ST. LOUIS – Former Indiana State director of athletics and men’s basketball coach Bob King has been selected for induction into the 2014 Missouri Valley Conference Athletics Hall of Fame, the league office announced today.
King joins six other Indiana State athletes and coaches who have been inducted into the MVC Athletics Hall of Fame including Larry Bird (1997), Holli Hyche (1999), Bruce Baumgartner (2003), Duane Klueh (2006), John Wooden (2009) and Kurt Thomas (2011).
“The Missouri Valley Conference has great tradition and a rich history dating back more than a century,” said Commissioner Doug Eglin. “Our Hall of Fame has provided the league with the opportunity to honor individuals who have played an important role in intercollegiate athletics in the Conference."
Joining King in the 17th MVC Hall of Fame class are World Series champion and five-time MLB Gold Glove Award winner Steve Finley of Southern Illinois, track and field coaching great Chris Bucknam of Northern Iowa, four-time men’s soccer All-American Gavin Glinton of Bradley, and longtime administrator and coach Dr. Linda Herman of Illinois State.
“The Class of 2014 is comprised of former student-athletes, coaches and administrators who brought significant recognition and honor to their institutions and to themselves,” Elgin said. “We are humbled at this opportunity to salute them for their legendary contributions to athletics in the MVC.”
The annual MVC Athletics Hall of Fame ceremony will take place in St. Louis on Friday, March 7, 2014, as part of the Missouri Valley Conference Men’s Basketball Championship weekend next March 6-9. The March 7 festivities will begin with an 8 a.m. (CT) breakfast followed by the induction ceremony at 8:30 a.m. (CT).
Tickets to the 2014 Hall of Fame event – scheduled to take place in the Peabody Opera House adjacent to Scottrade Center – can be obtained by calling the league office at 314-444-4300. Tickets are available on a first-come, first-served basis.
King, a native of Gravity, Iowa, enters the Missouri Valley Conference Hall of Fame as an Institutional Great selection.
The Institutional Great distinction recognizes coaches, student-athletes and administrators who represented a current league school, when their institution was not a member of the Missouri Valley Conference.
King served as the Sycamores head basketball coach from 1975 to 1978, where he produced an overall record of 61-24. His .718 winning percentage ranks third all-time in school history, trailing only John Wooden (.746) and Glenn M. Curtis (.724), while his 61 victories rank eighth in Sycamore men’s basketball history.
In his three seasons as the head coach at Indiana State, King steered the Sycamores to NIT berths in 1977 and 1978 while assembling components for the acclaimed 1978-79 NCAA men’s basketball runner-up team.

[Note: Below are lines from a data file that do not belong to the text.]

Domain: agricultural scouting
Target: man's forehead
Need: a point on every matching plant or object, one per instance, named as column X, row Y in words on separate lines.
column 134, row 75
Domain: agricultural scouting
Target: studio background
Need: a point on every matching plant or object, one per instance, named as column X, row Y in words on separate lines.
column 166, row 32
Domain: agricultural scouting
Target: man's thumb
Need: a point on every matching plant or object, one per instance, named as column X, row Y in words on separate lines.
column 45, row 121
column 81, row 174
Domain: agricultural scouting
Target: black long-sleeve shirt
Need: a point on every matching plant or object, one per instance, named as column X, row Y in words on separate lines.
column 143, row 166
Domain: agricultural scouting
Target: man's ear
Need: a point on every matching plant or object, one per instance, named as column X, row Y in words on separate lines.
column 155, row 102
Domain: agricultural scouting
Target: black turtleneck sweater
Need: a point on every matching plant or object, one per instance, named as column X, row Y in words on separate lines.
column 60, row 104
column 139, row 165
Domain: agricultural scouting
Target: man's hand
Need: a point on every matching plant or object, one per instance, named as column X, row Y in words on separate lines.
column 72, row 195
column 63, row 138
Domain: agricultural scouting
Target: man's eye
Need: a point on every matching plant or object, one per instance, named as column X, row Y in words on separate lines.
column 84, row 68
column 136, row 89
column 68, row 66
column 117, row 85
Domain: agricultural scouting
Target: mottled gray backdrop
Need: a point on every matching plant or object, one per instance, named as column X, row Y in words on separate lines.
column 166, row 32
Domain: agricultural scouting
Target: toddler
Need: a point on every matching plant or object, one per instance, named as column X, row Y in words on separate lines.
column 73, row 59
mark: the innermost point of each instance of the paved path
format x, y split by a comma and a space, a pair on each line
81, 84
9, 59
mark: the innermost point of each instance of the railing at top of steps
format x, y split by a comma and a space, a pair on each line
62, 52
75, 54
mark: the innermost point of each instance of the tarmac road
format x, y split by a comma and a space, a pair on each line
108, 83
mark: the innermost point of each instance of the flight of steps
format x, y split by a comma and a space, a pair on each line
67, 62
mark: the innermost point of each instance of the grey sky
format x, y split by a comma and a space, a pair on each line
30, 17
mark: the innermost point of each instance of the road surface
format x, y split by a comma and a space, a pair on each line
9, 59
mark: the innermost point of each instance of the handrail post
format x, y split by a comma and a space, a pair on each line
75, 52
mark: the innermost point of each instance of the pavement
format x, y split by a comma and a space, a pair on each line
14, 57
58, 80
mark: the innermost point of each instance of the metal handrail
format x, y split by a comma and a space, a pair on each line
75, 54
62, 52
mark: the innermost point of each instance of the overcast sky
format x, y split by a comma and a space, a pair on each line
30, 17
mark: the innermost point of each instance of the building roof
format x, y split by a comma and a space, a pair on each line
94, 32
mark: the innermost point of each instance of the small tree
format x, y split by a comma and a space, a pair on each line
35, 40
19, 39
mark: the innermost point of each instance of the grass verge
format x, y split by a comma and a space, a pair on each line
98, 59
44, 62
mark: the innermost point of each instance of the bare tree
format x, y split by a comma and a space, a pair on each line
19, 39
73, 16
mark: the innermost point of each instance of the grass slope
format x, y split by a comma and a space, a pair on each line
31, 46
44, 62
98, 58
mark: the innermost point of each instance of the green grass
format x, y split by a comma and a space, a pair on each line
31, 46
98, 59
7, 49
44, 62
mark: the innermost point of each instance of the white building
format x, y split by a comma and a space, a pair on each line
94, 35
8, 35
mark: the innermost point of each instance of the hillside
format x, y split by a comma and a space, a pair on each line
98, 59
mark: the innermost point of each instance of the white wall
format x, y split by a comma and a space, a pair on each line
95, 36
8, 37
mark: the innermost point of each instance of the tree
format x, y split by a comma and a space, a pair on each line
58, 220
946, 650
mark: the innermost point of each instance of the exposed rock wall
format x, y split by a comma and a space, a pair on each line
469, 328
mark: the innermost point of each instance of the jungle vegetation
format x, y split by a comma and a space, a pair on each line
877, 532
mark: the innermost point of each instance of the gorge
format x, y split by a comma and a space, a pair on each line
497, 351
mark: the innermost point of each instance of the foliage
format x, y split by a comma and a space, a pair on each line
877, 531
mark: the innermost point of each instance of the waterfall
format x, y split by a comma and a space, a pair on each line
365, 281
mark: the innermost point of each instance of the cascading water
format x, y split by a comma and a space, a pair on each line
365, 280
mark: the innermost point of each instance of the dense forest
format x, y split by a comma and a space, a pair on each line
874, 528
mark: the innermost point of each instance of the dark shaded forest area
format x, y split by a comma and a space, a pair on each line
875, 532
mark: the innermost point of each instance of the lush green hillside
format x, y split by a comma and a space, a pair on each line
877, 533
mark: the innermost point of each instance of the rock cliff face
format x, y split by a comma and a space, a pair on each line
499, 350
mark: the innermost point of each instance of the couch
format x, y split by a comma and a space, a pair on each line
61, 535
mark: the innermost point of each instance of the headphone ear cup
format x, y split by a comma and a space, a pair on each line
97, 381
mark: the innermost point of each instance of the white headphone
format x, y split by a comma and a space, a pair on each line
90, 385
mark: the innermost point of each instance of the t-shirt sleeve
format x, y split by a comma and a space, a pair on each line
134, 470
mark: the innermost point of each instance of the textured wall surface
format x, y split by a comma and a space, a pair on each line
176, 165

King also served as the director of athletics at Indiana State from 1974-1980. In seven eventful years, he transformed Indiana State’s image as a small college athletics power, rich in tradition, into a formidable national force.
During King’s tenure, the men’s gymnastics team was the NCAA co-champion in 1977, while the baseball, football and wrestling programs expanded and thrived.
Before coming to Indiana State, King was the head coach at the University of New Mexico from 1962-1972, where he compiled a record of 175-89 (.663).
In 13 seasons as a head coach, King produced an overall record of 236-113 (.676), taking five teams to the NIT Tournament and one team to the NCAA Tournament.
King’s teams won over 20 games four different times, and he had just one losing season in his 13-year career.
He coached the likes of Larry Bird and Carl Nicks at Indiana State, as well as Mel Daniels, Ira Harge and Willie Long at New Mexico.
King suffered a stroke before the start of the 1978-79 basketball season and was forced to step down as the head basketball coach. Bill Hodges was named the interim coach and led the Sycamores to the NCAA Championship game. King would not return to coaching due to health reasons.
He previously was inducted into Albuquerque Sports Hall of Fame (1982), the University of New Mexico Athletic Hall of Fame (1987) and the Indiana State University Athletics Hall of Fame (1999).
On Dec. 1, 1992, the basketball court at New Mexico, “The Pit,” was dedicated and named Bob King Court in honor of the man who built the program and made “The Pit” possible.